There are generally three types of safety glass and include tempered, laminated, and armed glass. Laminated glass offers protective elements during instances involving potential human impact, which is why they are common materials for vehicle windshields. However, the type of safety glass is also applicable for extra security in house windows or balconies, aircraft windshields, bank teller booths, and tank viewing windows.
The Future of Laminated Automobile Glass
Laminated automotive glass dominated the market during 2015, raking in a total market revenue share of 49.8%. Market studies also project laminated glass to continue to grow until 2025. The main factors that point to its potential growth are its easy reparability and high safety features compared to other products. Thus, it’s safe to say that the type of glass will continue to be a popular choice as windshields for cars and other vehicles.

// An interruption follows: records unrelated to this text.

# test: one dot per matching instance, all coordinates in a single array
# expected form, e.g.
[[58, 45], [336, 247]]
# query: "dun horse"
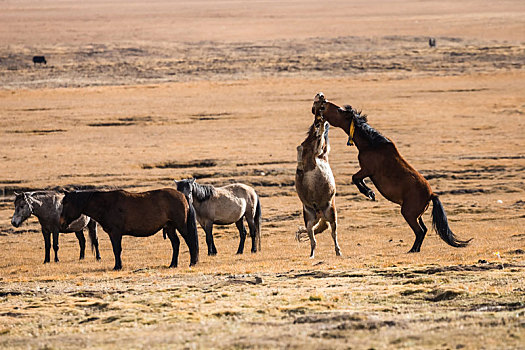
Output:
[[393, 177], [46, 206], [224, 206], [315, 184], [136, 214]]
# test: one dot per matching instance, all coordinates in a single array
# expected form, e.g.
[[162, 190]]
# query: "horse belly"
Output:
[[229, 212], [317, 186]]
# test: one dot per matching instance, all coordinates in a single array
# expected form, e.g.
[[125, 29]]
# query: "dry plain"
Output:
[[137, 94]]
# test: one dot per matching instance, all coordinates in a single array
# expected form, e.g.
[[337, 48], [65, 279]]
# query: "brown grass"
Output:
[[233, 114]]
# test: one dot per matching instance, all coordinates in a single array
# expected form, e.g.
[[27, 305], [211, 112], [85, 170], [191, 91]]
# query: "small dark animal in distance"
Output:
[[39, 59]]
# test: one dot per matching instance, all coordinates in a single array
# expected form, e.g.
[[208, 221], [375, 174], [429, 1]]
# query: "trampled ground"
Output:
[[228, 100]]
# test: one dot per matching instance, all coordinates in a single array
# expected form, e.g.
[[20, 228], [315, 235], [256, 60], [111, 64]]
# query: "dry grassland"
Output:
[[229, 100]]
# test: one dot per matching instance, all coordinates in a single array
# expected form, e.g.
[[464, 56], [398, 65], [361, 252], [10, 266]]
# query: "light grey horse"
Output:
[[224, 206], [315, 185], [47, 206]]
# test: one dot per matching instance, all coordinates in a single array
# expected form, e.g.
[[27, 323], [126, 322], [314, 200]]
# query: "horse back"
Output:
[[393, 176], [145, 213]]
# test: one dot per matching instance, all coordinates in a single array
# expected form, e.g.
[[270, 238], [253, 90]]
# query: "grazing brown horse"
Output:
[[393, 177], [136, 214], [315, 184]]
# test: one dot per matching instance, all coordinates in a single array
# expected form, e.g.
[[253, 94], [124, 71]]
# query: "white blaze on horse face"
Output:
[[22, 212], [300, 165]]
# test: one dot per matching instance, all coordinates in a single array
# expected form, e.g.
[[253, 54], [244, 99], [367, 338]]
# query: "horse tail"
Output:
[[257, 220], [92, 230], [440, 224], [191, 226]]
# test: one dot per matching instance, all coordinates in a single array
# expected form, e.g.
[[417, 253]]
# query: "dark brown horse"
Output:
[[393, 177], [136, 214]]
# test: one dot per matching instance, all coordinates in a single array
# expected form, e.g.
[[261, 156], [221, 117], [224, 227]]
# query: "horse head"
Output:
[[23, 208], [318, 108], [186, 187]]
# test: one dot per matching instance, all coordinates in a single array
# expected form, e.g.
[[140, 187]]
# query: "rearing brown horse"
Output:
[[393, 177]]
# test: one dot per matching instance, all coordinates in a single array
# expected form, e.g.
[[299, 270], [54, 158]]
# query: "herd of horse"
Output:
[[143, 214]]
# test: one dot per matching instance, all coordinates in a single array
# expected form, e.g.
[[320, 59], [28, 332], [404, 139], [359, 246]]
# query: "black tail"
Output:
[[440, 224], [191, 225], [257, 219]]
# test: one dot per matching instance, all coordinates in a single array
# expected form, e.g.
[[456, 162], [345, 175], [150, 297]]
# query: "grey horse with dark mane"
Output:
[[47, 206], [223, 206], [315, 185]]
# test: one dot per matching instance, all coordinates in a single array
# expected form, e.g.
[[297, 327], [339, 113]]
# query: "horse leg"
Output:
[[253, 231], [331, 215], [175, 244], [208, 228], [116, 243], [55, 245], [92, 229], [412, 220], [425, 230], [47, 245], [358, 180], [320, 227], [193, 259], [81, 243], [242, 234], [311, 220]]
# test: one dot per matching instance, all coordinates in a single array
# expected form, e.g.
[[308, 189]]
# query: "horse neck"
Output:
[[39, 206], [360, 141], [90, 207], [332, 114], [316, 147]]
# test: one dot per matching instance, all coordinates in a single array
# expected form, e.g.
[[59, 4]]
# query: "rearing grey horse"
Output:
[[47, 206], [223, 206], [315, 184]]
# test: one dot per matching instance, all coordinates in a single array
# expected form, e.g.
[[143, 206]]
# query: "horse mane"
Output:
[[79, 198], [311, 132], [203, 192], [361, 123]]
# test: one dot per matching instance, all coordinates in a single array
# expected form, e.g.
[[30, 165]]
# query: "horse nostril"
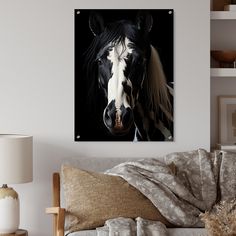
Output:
[[107, 118], [127, 116]]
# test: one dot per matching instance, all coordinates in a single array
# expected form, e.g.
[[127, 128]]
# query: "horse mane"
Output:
[[156, 88]]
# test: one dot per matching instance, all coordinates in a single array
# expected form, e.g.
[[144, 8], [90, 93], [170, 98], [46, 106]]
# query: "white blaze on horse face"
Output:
[[117, 56]]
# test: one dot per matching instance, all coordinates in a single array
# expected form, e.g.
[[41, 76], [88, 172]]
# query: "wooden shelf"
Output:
[[223, 15], [223, 72]]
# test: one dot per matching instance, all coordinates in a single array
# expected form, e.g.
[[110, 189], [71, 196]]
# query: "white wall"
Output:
[[37, 79], [223, 37]]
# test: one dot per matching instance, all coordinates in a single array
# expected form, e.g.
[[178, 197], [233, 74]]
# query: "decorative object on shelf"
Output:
[[231, 6], [226, 59], [15, 167], [227, 119], [221, 220]]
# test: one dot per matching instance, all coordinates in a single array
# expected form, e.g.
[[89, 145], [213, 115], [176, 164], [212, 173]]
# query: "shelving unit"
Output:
[[223, 15], [223, 72], [223, 80]]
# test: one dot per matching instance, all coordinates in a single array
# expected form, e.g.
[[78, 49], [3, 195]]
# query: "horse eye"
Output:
[[99, 61]]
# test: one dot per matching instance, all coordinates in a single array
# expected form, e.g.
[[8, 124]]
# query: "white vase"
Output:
[[9, 211]]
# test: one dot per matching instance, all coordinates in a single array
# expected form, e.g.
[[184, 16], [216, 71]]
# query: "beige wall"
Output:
[[36, 88]]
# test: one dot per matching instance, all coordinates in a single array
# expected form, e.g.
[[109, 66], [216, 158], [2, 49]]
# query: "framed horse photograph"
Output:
[[124, 79]]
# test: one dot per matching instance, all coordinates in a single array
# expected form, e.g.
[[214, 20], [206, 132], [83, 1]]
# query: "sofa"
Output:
[[98, 165]]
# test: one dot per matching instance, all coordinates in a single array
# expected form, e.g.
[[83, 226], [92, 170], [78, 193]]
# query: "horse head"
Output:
[[122, 52]]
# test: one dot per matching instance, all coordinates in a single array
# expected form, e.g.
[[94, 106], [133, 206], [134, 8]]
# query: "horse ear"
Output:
[[96, 23], [144, 21]]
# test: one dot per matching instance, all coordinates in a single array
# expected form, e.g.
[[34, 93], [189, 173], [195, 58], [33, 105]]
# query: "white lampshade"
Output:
[[16, 164]]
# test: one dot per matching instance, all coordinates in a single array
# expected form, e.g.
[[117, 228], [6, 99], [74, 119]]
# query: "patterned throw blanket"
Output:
[[198, 181]]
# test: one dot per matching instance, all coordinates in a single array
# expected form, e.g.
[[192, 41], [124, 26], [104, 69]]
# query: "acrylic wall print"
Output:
[[124, 88]]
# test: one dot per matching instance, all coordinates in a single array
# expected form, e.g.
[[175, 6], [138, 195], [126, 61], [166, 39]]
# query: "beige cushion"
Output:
[[92, 198]]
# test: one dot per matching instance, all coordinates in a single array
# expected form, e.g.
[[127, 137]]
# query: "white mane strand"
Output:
[[156, 87]]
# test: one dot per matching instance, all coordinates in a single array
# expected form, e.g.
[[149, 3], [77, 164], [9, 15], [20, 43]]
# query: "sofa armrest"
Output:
[[59, 220]]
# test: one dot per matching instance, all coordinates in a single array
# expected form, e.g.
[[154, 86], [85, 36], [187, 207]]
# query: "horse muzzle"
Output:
[[118, 121]]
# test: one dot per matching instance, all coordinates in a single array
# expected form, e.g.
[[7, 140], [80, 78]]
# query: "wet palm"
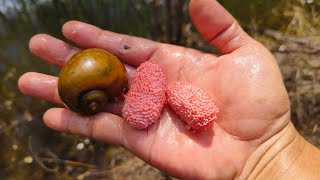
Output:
[[245, 83]]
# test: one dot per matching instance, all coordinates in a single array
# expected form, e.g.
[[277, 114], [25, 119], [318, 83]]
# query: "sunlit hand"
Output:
[[244, 82]]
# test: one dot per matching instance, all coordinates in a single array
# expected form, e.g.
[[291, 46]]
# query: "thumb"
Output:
[[217, 25]]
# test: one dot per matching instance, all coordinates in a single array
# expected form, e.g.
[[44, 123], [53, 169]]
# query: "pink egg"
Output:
[[193, 105], [146, 96]]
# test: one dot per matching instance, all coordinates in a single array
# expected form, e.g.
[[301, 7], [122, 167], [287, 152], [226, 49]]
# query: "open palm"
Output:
[[245, 83]]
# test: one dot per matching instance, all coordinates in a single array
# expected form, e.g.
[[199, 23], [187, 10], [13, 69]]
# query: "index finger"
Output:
[[131, 50]]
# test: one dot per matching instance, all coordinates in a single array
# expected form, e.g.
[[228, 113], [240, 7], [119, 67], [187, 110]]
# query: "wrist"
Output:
[[285, 155]]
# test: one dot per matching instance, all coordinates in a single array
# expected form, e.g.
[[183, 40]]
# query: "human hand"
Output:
[[244, 82]]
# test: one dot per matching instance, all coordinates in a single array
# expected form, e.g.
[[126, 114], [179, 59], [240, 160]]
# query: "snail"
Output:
[[91, 78]]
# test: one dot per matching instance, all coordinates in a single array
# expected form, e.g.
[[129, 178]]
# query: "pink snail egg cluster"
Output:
[[146, 96], [192, 105]]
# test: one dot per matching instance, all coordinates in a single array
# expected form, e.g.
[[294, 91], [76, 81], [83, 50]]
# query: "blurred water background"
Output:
[[289, 28]]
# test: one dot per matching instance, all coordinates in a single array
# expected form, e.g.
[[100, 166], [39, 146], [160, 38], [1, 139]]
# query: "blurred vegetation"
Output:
[[289, 28]]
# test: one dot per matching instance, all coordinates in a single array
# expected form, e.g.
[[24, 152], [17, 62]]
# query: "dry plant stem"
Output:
[[285, 156]]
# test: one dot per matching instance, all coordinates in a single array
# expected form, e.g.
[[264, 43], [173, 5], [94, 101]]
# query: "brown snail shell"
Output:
[[89, 79]]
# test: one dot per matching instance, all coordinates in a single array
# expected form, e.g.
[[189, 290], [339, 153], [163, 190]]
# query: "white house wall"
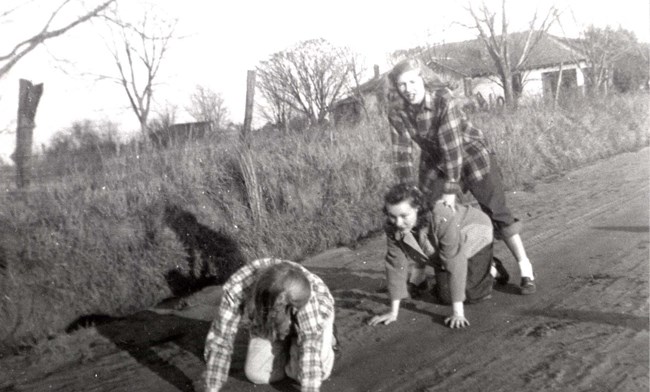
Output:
[[532, 83]]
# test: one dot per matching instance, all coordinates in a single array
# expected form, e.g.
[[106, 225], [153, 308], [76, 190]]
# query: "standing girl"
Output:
[[454, 154], [291, 314]]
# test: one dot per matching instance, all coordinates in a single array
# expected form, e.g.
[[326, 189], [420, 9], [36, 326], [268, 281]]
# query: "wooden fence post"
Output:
[[248, 114], [28, 97]]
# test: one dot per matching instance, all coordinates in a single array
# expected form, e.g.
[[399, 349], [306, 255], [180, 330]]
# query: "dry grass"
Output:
[[96, 241]]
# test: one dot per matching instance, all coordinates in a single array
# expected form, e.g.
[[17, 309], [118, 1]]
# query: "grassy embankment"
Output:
[[116, 239]]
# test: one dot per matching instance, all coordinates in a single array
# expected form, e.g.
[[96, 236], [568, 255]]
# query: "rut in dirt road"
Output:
[[586, 329]]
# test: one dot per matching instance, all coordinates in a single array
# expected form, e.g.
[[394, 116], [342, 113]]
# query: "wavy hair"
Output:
[[278, 293], [432, 81], [411, 193]]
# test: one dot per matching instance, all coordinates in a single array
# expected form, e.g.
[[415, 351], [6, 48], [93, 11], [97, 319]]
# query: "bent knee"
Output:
[[258, 375]]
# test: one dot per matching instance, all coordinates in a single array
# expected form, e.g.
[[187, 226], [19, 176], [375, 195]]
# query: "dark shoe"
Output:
[[503, 277], [527, 286], [416, 291], [477, 300]]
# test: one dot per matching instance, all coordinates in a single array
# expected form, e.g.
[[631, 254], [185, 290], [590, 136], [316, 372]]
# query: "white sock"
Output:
[[526, 269]]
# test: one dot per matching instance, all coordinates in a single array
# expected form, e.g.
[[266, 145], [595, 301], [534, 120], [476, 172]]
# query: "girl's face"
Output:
[[402, 215], [411, 86]]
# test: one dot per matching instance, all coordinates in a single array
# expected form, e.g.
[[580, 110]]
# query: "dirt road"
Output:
[[586, 329]]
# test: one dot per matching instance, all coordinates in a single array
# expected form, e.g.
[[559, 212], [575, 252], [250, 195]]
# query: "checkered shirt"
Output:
[[451, 148], [310, 322]]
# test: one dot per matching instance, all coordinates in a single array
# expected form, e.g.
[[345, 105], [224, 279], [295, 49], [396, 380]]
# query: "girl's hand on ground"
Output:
[[448, 200], [455, 321], [383, 319]]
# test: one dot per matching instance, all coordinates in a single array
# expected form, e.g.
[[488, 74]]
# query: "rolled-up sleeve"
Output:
[[403, 159], [450, 140], [396, 269]]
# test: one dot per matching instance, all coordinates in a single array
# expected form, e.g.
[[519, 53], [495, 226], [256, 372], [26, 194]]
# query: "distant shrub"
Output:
[[112, 238]]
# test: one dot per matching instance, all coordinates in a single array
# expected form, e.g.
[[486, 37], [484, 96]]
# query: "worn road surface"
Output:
[[586, 329]]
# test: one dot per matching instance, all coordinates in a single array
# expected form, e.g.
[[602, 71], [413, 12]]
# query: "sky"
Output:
[[219, 41]]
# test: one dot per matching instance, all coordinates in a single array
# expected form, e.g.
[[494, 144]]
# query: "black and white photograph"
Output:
[[324, 196]]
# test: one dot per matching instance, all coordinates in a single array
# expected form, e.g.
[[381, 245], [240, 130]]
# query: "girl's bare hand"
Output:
[[385, 319], [455, 321]]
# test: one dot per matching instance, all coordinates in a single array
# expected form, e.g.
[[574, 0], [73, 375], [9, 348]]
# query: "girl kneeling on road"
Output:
[[291, 314], [458, 245]]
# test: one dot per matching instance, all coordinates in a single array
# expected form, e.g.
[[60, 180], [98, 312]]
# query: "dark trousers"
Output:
[[479, 280], [490, 195]]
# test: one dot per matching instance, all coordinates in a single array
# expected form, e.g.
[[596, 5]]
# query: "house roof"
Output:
[[471, 58]]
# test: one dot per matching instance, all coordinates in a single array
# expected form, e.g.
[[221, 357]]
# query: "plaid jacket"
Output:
[[310, 320], [451, 148]]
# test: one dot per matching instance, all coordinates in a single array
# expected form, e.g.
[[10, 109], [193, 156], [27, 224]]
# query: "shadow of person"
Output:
[[212, 255]]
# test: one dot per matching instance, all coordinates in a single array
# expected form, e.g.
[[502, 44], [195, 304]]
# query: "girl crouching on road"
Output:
[[291, 314], [458, 245]]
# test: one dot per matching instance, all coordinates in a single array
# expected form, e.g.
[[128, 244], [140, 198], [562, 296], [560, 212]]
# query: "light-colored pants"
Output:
[[268, 362]]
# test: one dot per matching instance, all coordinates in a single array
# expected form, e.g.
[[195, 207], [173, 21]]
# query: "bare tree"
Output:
[[138, 50], [499, 43], [604, 48], [308, 78], [208, 105], [56, 25]]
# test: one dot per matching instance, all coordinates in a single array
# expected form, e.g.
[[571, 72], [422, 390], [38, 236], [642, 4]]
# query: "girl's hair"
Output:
[[403, 192], [432, 81], [278, 291]]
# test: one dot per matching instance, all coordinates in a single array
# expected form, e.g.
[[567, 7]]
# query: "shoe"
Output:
[[503, 277], [527, 286], [416, 291]]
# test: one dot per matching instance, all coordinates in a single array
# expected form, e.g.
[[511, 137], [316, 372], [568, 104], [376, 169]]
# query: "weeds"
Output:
[[95, 239]]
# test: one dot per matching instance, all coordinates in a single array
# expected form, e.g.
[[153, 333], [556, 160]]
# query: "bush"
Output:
[[145, 226]]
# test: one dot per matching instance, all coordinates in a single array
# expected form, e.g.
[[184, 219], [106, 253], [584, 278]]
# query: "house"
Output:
[[469, 64], [470, 71]]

Application Insights for Laminated Automobile Glass
Laminated automobile windshields are generally more costly to manufacture than tempered ones. Laminated glass, however, continues to evolve with emerging new technologies designed to improve the experience of vehicle owners and drivers. This development alone will boost the application of laminated glass in the next decade.
Side windows, for example, are already experiencing rapid growth in demand, which is all thanks to the popularity of laminated glass as a material for the windows. As the automobile industry focuses more and more on safety and the quality of vehicles, it will result in an even bigger reliance on laminated glass windows.
Laminated Side Windows versus Tempered Side Window
Laminated glass is much more difficult to break through than tempered glass, and it all has to do with its composition. Tempered glass undergoes heat treatment to create a hardened surface that’s stronger than ordinary glass. However, the glass will instantly shatter into thousands of small fragments once you hit it with enough force.
On the other hand, laminated glass won’t break into pieces with the same force because of its construction – it’s a glass sandwich where two pieces of glass are held together by a middle layer of polyvinyl. This plastic interlayer prevents the glass from breaking, making it difficult to punch through.
Does Your Car Have Laminated Side Windows?
Knowing whether your vehicle has laminated side windows is often relatively easy. Find the bug, a tiny stamp, usually located at the lower corner of the glass. It’s permanently silk-screened into the glass and features a list of relevant information about the product, including its manufacturer, codes that refer to the glass, and either the word “laminated” or “tempered.”
Another easy way of identifying laminated or tempered glass is by rolling down your car’s window halfway and inspecting the top edge of the glass. A laminated side window is a sandwich of two glass sheets with an interlayer in the middle. You can typically spot this layering along the edge. If it doesn’t have an interlayer in the middle, it means that it’s tempered glass.